Sunday, June 7, 2015

Karl Ove Knausgaard, My Struggle, Book Three (translated from the Norweigan by Don Barlett).

Book Three of Knausgaard's series is more straightforward, at least in time, than the first two volumes.  It focuses on his years with his parents on the island of Tromoya, from when he was six (he says he can't remember anything before that age) until about twelve.  It concentrates on his parents, his one brother, school, friends, nature, soccer, books, and music.  It captures quite effectively those years, when there is much pleasure but, often, much fear.  Karl Ove is very much afraid of his father and fond of his mother, "all the things mothers do for their sons, she did for us."  About his father he says, "Inside my room there is only one thing I longed for and that was to grow up.  To have total control over my own life.  I hated Dad but I was in his hands.  It was impossible to exact any revenge on him.   Except in the much-acclaimed mind and imagination, there I was able to crush him."

She (Knausgaard is talking about his mother) saved me because if she hadn't been there I would have grown up with Dad, and sooner or later I would have taken my life, one way or another.  But she was there, Dad's darkness had a counterbalance, I am alive and the fact that I do not live my life to the full has nothing to do with the balance of my childhood.  I am alive, I have my own children, and with them I have tried to achieve only one aim:  that they shouldn't be afraid of their father.

Knaugaard's father blames Karl Ove for everything and punishes him accordingly:  he is sent to bed without supper for breaking the television, which he did not do, and for losing a sock at the swimming pool, where he is forbidden to go again. 

Karl Ove falls in (puppy) love with Kajsa and conveys the tenderness and beauty of walking together.
The walk across the field had never been so long as it was this evening.  Holding her hand was almost more than I could bear; all the time I felt an urge to withdraw my hand to bring this unbearable happiness to an end
Of course this love comes to an end quickly, as he insists on setting a record for a kiss:  fifteen minutes, beating a friend's record by ten minutes.

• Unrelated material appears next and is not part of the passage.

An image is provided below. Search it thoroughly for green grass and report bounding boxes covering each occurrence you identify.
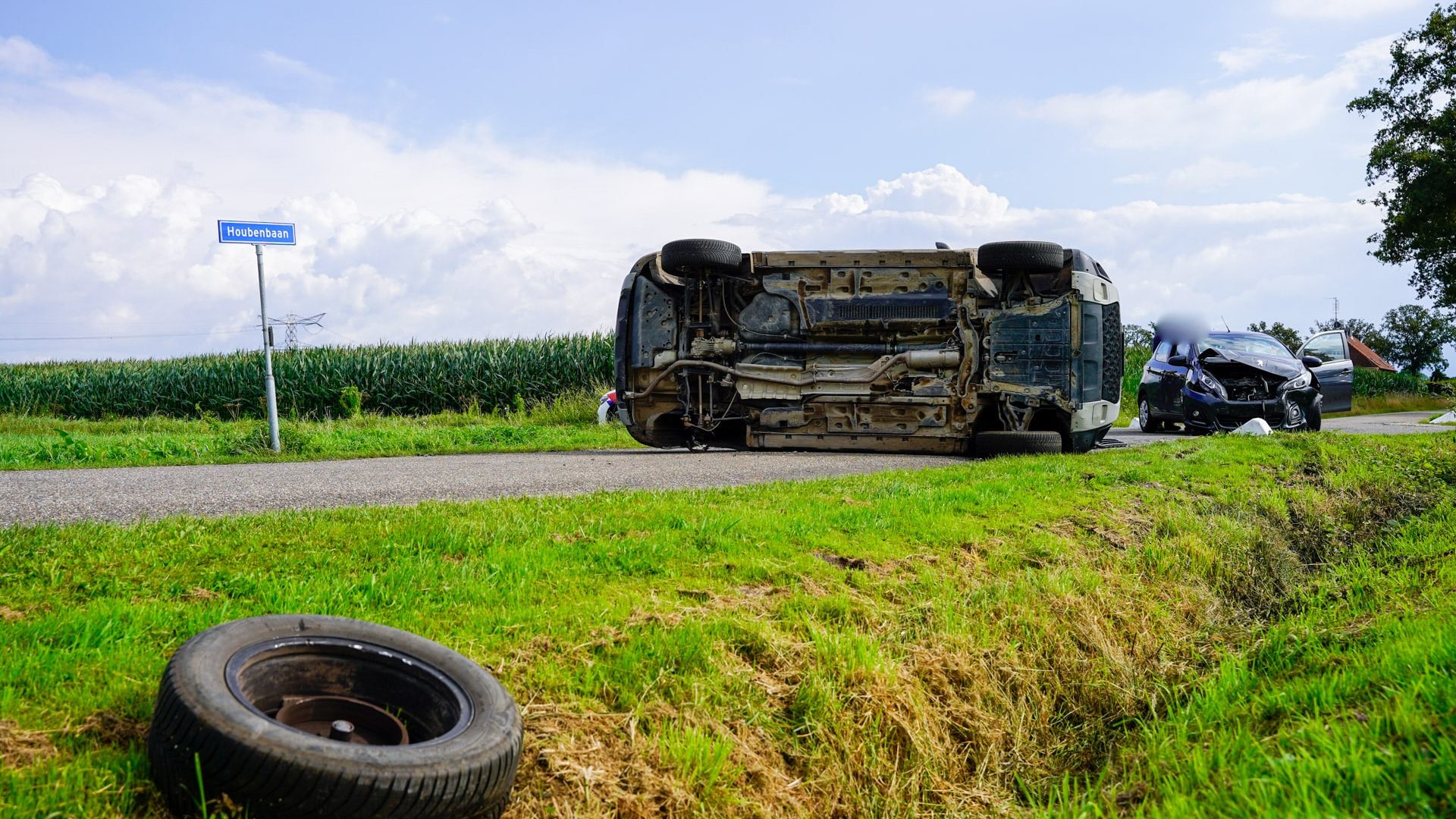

The winters are long and dark, the time spent reading The Hardy Boys and Jules Verne (his mother takes him to get a library card and discourages his dependence on comic books) and listening to The Beatles, but Spring returns every year.
Outdoors we do what we always do every Spring:  cut branches off the birch trees, tie bottles onto the remaining stumps, collect them the next day full of light-colored viscous sap, and drink it.  We cut branches off the willow trees and made flutes from the bark.  We picked large bunches of white wood anemones and gave them to our mothers.
Karl Ove returns to soccer, riding his bike, exploring the woods and streams of the island, and flirting with girls, conveying it to his readers in exquisite detail.  He also cries many times during these years and is unafraid to express his emotions, even though he does not fully understand them, then or later.